Kentucky Health News
Attorney General Daniel Cameron has filed suit against Gov. Andy Beshear's administration, saying it is failing to implement parts of the state's latest anti-abortion law, which a federal judge has blocked at least temporarily.
“Gov. Beshear has a duty to faithfully execute the law, but he has failed to implement important provisions of House Bill 3. . . Failure to act is not an option," Cameron said in the release.
"This lawsuit is a baseless and blatant political stunt," cabinet spokeswoman Susan Dunlap said in an e-mail. "The cabinet has not refused to comply with any requirements and has told the attorney general that it will work through the federal court that has jurisdiction over this matter and which has issued an injunction in this case. In response, the attorney general sent threatening letters to the cabinet asking us to ignore the court’s orders and today defied the federal court by trying to go around it."
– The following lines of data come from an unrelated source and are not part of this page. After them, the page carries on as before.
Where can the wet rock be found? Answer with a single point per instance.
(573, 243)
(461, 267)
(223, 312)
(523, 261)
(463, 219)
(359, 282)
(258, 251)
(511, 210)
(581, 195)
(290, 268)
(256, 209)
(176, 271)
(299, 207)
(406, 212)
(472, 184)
Cameron said in a news release that the law requires the Cabinet for Health and Family Services to take numerous steps to implement it, including creating and distributing various reporting forms within 60 days of the bill’s effective date, which was April 13; to issue regulations governing distribution and dispensing of abortion-inducing drugs; and to aid in the interment of fetal remains.
Attorney General Daniel Cameron |
The release adds that the "federal court has explicitly stated that even though parts of the law are temporarily halted while the litigation proceeds, that does not relieve the cabinet of its obligation to act to fulfill its statutory responsibilities."
The cabinet said it has not refused to comply with any requirements that are not blocked in court.
Cameron is running for the Republican nomination to oppose Beshear, a Democrat, in the fall 2023 election. The named defendant in the lawsuit is Health Cabinet Secretary Eric Friedlander. View Cameron's court filings here and here.
The law, which was passed over the governor's veto, bans mailing of medications that have become the means for most abortions in Kentucky, strengthens parental-consent rules, increases reporting requirements, requires aborted fetuses to be cremated or buried, and bans abortion after the 15th week of pregnancy, mirroring a Mississippi law that is awaiting a decision from the U.S. Supreme Court.
All that said, if Supreme Court overturns Roe v. Wade, the landmark 1973 ruling that has guaranteed the constitutional right to an abortion until a fetus can live outside the womb, roughly 23 to 24 weeks, all of this becomes a moot point. A leaked draft opinion from the court indicates that is likely, and Kentucky has a "trigger law" that will immediately make all abortions in Kentucky illegal, with some medical exceptions.